There is another story to this, though. When Gojek started making a name for itself in Indonesia seven years ago, researchers were initially wary of the company’s power to dismantle the social fabric of urban communities by absorbing individuals into an atomized system that nulls the possibility of collective dissent. Not only was every courier essentially competing against other drivers for customers, but each also had to do the work of carrying customers all by himself or herself while being dictated by the platform’s algorithm by the minute. Without a physical space such as an office or factory floor, organizing, at least in its traditional sense, was supposed to be arduous.
In the early days, app-based drivers were under the constant threat of violence from indigenous drivers who were enraged by the influx of riders in green jackets who snatched away their potential customers. In response, Gojek and other companies actively approached the “conflict-ridden zones” and coaxed local drivers to sign up with them, providing incentives such as help in obtaining a driver’s license and vehicle documents. Through such tactics, companies were not only able to quell ground-level conflicts, but also increased their armada over time.
But this aggressive expansion contains its own internal contradiction: as platform companies seek to integrate as many individuals as possible to cater to customer needs, they have also enabled drivers to build a sense of collective identity. No longer focused on fending off their indigenous counterparts, app-based drivers began expanding their repertoire of internal solidarity, from setting up on-the-clock Rapid Response Teams to help fellow drivers caught in accidents, establishing local driver communities with a monthly membership fee, to combining several communities into a larger Drivers’ Association, which has now involved itself in decision-making with the Ministry of Transportation.
In other words, the process in which platform companies seek to create an equilibrium for their labor problems — by absorbing huge amounts of workers to help expand operations, then suppressing wage levels once the enterprise has taken off — has compelled drivers and other gig workers to organize. Although these primary modes of organizing take the simple form of mutual aid within small communities, they have also been the building blocks enabling larger forms of protest and collective action to take place.

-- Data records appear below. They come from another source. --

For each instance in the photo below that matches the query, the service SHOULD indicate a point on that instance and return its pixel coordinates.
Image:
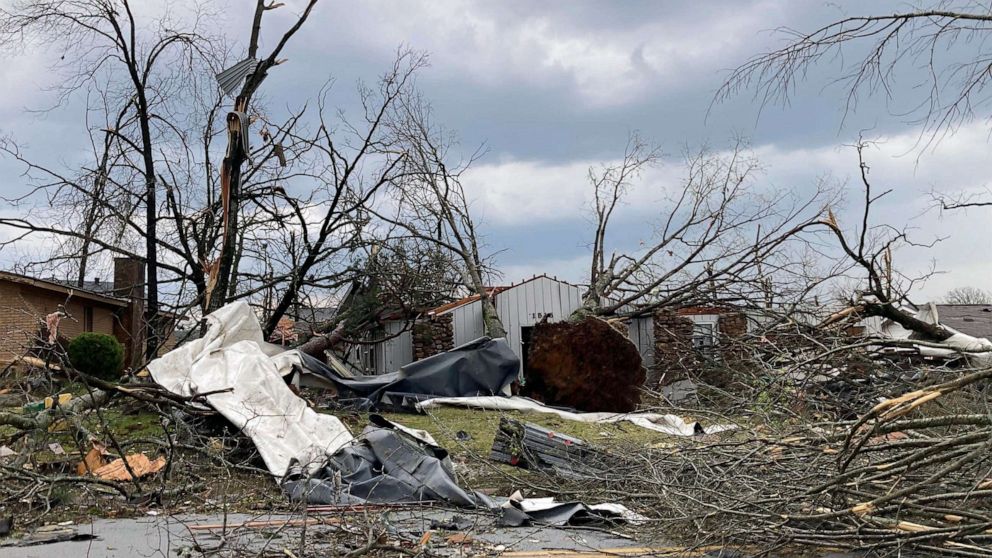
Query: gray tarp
(391, 464)
(482, 367)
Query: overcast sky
(551, 88)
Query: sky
(549, 89)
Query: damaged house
(112, 307)
(671, 342)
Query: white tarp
(667, 424)
(233, 355)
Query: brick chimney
(129, 328)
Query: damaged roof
(970, 319)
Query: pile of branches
(35, 484)
(901, 477)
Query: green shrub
(97, 354)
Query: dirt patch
(587, 365)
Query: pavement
(178, 536)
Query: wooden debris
(139, 463)
(530, 446)
(93, 460)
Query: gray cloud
(558, 85)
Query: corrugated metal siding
(642, 334)
(395, 352)
(466, 321)
(525, 304)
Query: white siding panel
(466, 320)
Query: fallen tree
(569, 363)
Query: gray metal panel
(523, 305)
(396, 351)
(642, 334)
(466, 320)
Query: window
(704, 339)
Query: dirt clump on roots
(587, 365)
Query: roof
(970, 319)
(444, 308)
(463, 301)
(67, 290)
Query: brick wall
(674, 357)
(23, 309)
(432, 336)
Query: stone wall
(432, 336)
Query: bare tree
(967, 295)
(432, 204)
(718, 237)
(99, 39)
(942, 46)
(280, 223)
(870, 247)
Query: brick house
(674, 343)
(115, 308)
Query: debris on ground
(138, 463)
(48, 534)
(569, 363)
(530, 446)
(241, 376)
(481, 367)
(666, 424)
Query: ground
(200, 488)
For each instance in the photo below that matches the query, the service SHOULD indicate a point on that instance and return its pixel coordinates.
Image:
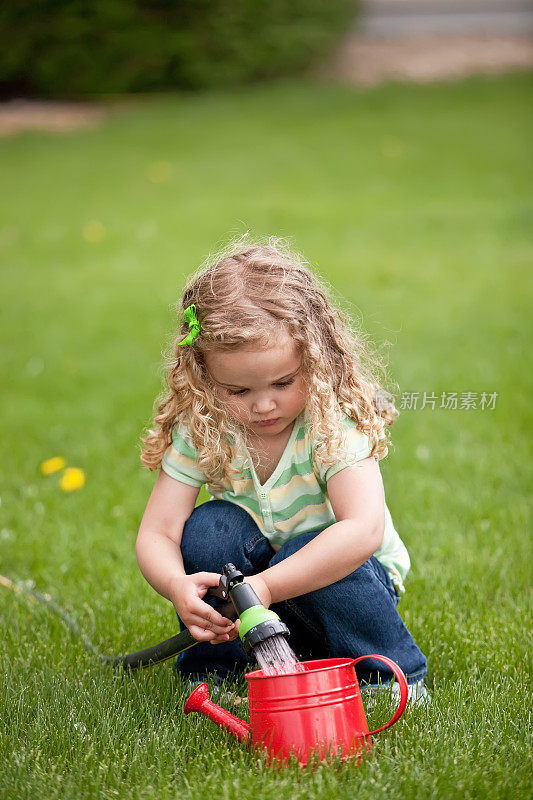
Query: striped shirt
(294, 499)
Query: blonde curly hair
(245, 296)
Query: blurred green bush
(69, 48)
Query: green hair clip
(194, 325)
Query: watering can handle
(404, 689)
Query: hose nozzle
(257, 622)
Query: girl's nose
(264, 405)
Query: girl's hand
(204, 623)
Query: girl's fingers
(200, 634)
(208, 579)
(211, 617)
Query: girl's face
(263, 389)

After the failure of recent strikes, GoKilat drivers have begun discussing organizing a recognized legal union for themselves. The organization would not be as much of a workers’ union as it requires the approval of Gojek as its parent company (the drivers sought to keep themselves independent). Nonetheless, it would be a legitimate social organization retaining the same function. A similar unionizing process, Novianto writes, is happening with the drivers of logistics company Lalamove under the banner “Lalamove Partners Gathering Forum.”

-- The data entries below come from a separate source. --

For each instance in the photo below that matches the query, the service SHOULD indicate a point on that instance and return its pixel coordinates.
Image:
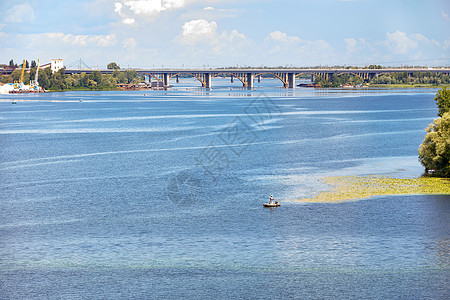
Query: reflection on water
(159, 195)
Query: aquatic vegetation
(346, 188)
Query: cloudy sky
(216, 33)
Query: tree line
(393, 78)
(434, 152)
(59, 81)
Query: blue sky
(216, 33)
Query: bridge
(247, 76)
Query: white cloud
(351, 45)
(129, 43)
(196, 31)
(399, 43)
(128, 21)
(282, 37)
(284, 49)
(446, 44)
(145, 8)
(419, 37)
(77, 40)
(20, 13)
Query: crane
(21, 74)
(36, 83)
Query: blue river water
(158, 195)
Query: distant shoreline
(352, 188)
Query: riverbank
(403, 86)
(348, 188)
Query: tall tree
(434, 152)
(443, 101)
(113, 65)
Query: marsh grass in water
(347, 188)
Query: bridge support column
(291, 80)
(207, 78)
(166, 79)
(250, 78)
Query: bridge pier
(291, 80)
(166, 79)
(250, 78)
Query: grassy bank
(402, 86)
(347, 188)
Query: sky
(223, 33)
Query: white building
(56, 64)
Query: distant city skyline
(220, 33)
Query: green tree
(43, 76)
(97, 77)
(113, 66)
(434, 152)
(443, 101)
(130, 75)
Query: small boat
(276, 204)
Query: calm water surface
(159, 195)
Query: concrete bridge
(247, 76)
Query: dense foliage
(394, 78)
(61, 81)
(443, 101)
(434, 152)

No one can tell if unionizing would equal success: if anything, forming a top-down organization might make it easier to capture and steer an entire group in one fell swoop, such as by reinstating a leadership change. Yet as the threat of a monopoly grows closer, gig workers need to form reliable fronts to advocate their demands. It has always been a long, arduous road for gig workers, but any mustering of collective strength will prove essential for the movement. ●
Eduard Lazarus is a Jakarta-based journalist and editor writing on media and social movements.